Nenita empuñó un abanico decorado con una elaborada figura de dragón y empezó a abanicarse.
—¡Virgen santa, qué susto! ¡Sargento, acaba de robarme diez años de vida, ya sabe usted que las armas me dan pavor!
—No te quedan otros diez años de vida, Nenita —rugió Maione.
—No me que… Ah, ya, ya. Vayamos al grano, pues. Deme una hora, sargento. Por lo que me cuenta, se trata de algo serio, tiene razón en decir que es urgente. Porque si las cosas están ligadas y al doctor se lo llevaron los fascistas, como mucho al cabo de un día esos suben a los detenidos a un tren o a un barco y se los llevan presos. En este caso me parece que casi seguro que al doctor se lo han llevado los fascistas.
—A mí también me lo parece —convino Maione—. ¿Cómo piensas proceder, Nenita? Ese no es tu territorio, y como tengo que matarte con mis propias manos, no permitiré que corras ningún riesgo.
—Ay, por fin, una palabra amable. No se preocupe por mí, ¿eh, sargento? Quédese tranquilo, son muchos los fascistas y siempre hay uno que otro con un pequeño vicio. Yo, por ejemplo, conozco a uno al que le gusta mucho cuando…, de acuerdo, de acuerdo, ahora no viene al caso. De todos modos ya tengo alguna idea sobre cómo moverme, y quédese tranquilo, pondré mucho cuidado. Usted deme un par de horas.
Maione se levantó.
—Nos vemos aquí mismo al mediodía. Te lo ruego, Nenita, este es el favor más importante que te he pedido nunca.

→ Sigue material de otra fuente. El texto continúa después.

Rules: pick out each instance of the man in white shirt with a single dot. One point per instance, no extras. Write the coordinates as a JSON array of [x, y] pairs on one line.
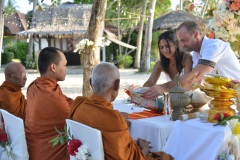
[[211, 55]]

El travesti se levantó con gracia y elegancia.
—Descuide, sargento. Lo hago de mil amores, que el doctor es un buen hombre y se merece toda la ayuda del mundo. Pero antes tengo que maquillarme y quitarme de la cara este pegote de barba, que para conseguir la información que necesitamos tengo que estar rutilante.